Kemudian Nabi shallallahu ‘alaihi wa sallam memberikan sebuah perumpamaan yang menjadi penerapan langsung dari hadis tersebut. Beliau bersabda, “Barang siapa hijrahnya kepada Allah dan Rasul-Nya, maka hijrahnya kepada Allah dan Rasul-Nya. Dan barang siapa hijrahnya karena dunia yang ingin ia peroleh atau karena perempuan yang ingin ia nikahi, maka hijrahnya kepada apa yang ia hijrah kepadanya.”
Yang dimaksud dengan hijrah adalah berpindah dari negeri kufur ke negeri Islam.
Contohnya, seseorang tinggal di Amerika —dan Amerika adalah negeri kekufuran—. Lalu ia masuk Islam. Namun ia tidak mampu menampakkan agamanya di sana.
Maka ia pun berpindah dari sana ke negeri Islam. Inilah yang disebut hijrah.
Ketika manusia berhijrah, mereka berbeda-beda dalam (niat dan tujuan) hijrah mereka.
Pertama: Di antara mereka ada yang berhijrah dan meninggalkan negerinya karena Allah dan Rasul-Nya, yaitu menuju syariat Allah yang telah Allah tetapkan melalui Rasul-Nya shallallahu ‘alaihi wa sallam. Inilah orang yang mendapatkan kebaikan dan meraih apa yang ia tuju. Oleh karena itu, Nabi bersabda,“Maka hijrahnya kepada Allah dan Rasul-Nya,” artinya, sungguh ia telah memperoleh apa yang ia niatkan.
Kedua: Orang yang berhijrah karena ingin mendapatkan dunia, yaitu seorang laki-laki yang suka mengumpulkan harta. Ia mendengar bahwa negeri-negeri Islam adalah ladang yang subur untuk meraih kekayaan. Ia pun berhijrah dari negeri kufur ke negeri Islam, semata-mata untuk mendapatkan harta, bukan untuk memperbaiki agamanya dan tidak peduli dengan agamanya, karena tujuannya hanya harta.

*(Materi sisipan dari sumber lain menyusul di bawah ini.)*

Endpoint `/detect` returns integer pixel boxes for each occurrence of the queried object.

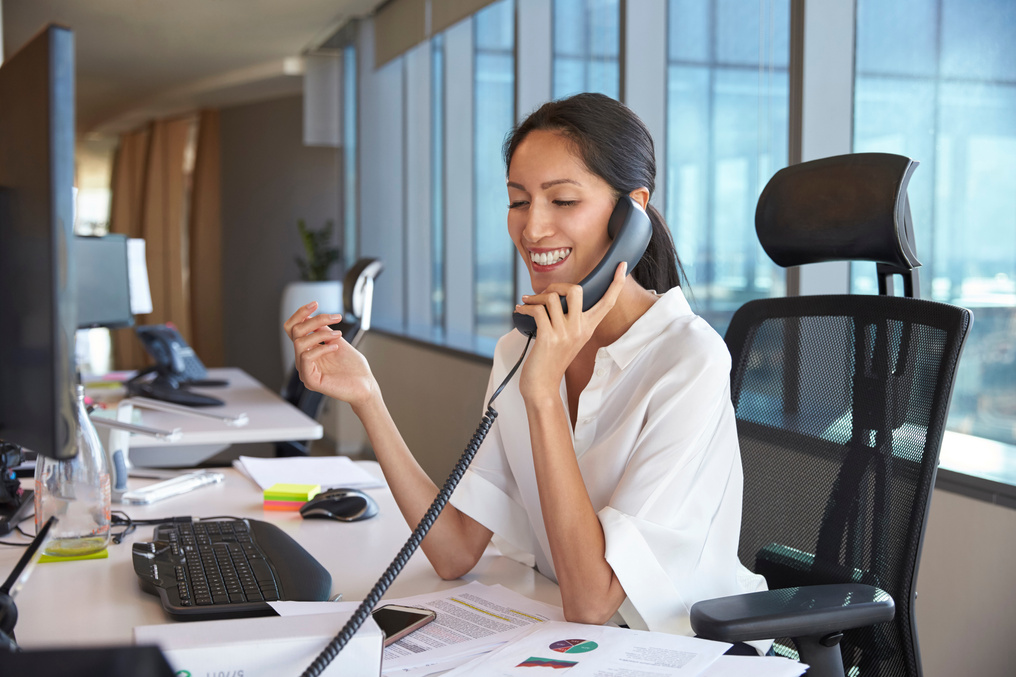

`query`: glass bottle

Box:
[34,385,111,557]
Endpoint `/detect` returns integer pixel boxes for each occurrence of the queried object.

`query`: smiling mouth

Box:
[530,248,571,267]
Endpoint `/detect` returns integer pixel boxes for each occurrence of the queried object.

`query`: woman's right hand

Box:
[283,301,376,408]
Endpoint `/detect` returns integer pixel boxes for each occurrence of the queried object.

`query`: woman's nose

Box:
[522,202,555,242]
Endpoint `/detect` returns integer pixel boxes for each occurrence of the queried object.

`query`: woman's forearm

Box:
[525,394,627,624]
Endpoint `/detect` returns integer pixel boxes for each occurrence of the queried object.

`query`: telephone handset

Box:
[512,195,653,337]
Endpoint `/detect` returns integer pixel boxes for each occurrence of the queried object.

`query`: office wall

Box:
[356,332,492,482]
[219,94,340,392]
[916,489,1016,677]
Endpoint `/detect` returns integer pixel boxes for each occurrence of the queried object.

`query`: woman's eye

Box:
[553,200,578,207]
[508,201,529,209]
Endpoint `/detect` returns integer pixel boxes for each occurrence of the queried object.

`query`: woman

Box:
[284,93,766,639]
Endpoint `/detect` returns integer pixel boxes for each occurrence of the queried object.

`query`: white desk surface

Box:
[2,462,562,650]
[124,367,323,449]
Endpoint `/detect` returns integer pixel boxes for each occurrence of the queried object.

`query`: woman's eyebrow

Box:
[506,178,582,190]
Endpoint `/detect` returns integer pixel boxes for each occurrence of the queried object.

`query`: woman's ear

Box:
[629,187,650,211]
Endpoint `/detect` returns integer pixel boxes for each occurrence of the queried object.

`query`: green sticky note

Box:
[264,483,321,502]
[39,548,110,563]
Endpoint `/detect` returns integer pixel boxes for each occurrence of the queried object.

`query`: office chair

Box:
[689,153,972,677]
[276,258,384,457]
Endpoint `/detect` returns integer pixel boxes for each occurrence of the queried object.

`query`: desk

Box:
[108,367,323,467]
[1,462,562,650]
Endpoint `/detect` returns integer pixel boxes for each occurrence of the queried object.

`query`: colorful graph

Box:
[549,639,599,654]
[517,656,579,669]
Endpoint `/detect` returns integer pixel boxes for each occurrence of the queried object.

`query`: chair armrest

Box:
[690,583,894,644]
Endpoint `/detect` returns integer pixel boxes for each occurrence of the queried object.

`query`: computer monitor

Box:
[76,234,134,330]
[0,25,79,460]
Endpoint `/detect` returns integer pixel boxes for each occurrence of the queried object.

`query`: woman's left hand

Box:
[515,261,627,400]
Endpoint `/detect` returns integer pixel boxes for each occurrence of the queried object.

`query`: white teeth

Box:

Ketiga: Seorang laki-laki berhijrah dari negeri kufur ke negeri Islam karena ingin menikahi seorang perempuan. Kepadanya dikatakan,“Kami tidak akan menikahkanmu kecuali di negeri Islam, dan jangan engkau bawa dia ke negeri kufur.” Ia pun berhijrah dari negerinya ke negeri Islam semata-mata demi menikahi perempuan itu.
Orang yang menginginkan dunia dan orang yang menginginkan perempuan tidak berhijrah kepada Allah dan Rasul-Nya. Oleh karena itu, Nabi shallallahu ‘alaihi wa sallam bersabda, “Maka hijrahnya kepada apa yang ia hijrah kepadanya.”
Di sini, beliau mengatakan, “kepada apa yang ia hijrah kepadanya,” dan tidak mengatakan, “maka hijrahnya kepada dunia yang ingin ia dapatkan atau perempuan yang ingin ia nikahi.” Mengapa demikian?
Dikatakan: Karena jika disebutkan secara lengkap, kalimatnya akan menjadi terlalu panjang. Maka beliau ringkas dengan mengatakan, “hijrahnya kepada apa yang ia hijrah kepadanya.”
Ada juga yang mengatakan: Beliau tidak menyebut keduanya secara jelas sebagai bentuk penghinaan terhadap keduanya dan sikap berpaling dari menyebut sesuatu yang hina, karena keduanya —yaitu dunia dan perempuan— adalah perkara yang rendah nilainya.
Niat berhijrah, yang pada asalnya adalah amal terbaik, namun dilakukan karena menginginkan dunia dan perempuan, maka itu adalah niat yang hina dan rendah. Nabi shallallahu ‘alaihi wa sallam bersabda, “Maka hijrahnya kepada apa yang ia hijrah kepadanya.” Beliau tidak menyebutkan secara langsung tujuan dunia dan perempuan itu sebagai bentuk penghinaan terhadapnya, karena niat itu adalah niat yang rusak dan hina.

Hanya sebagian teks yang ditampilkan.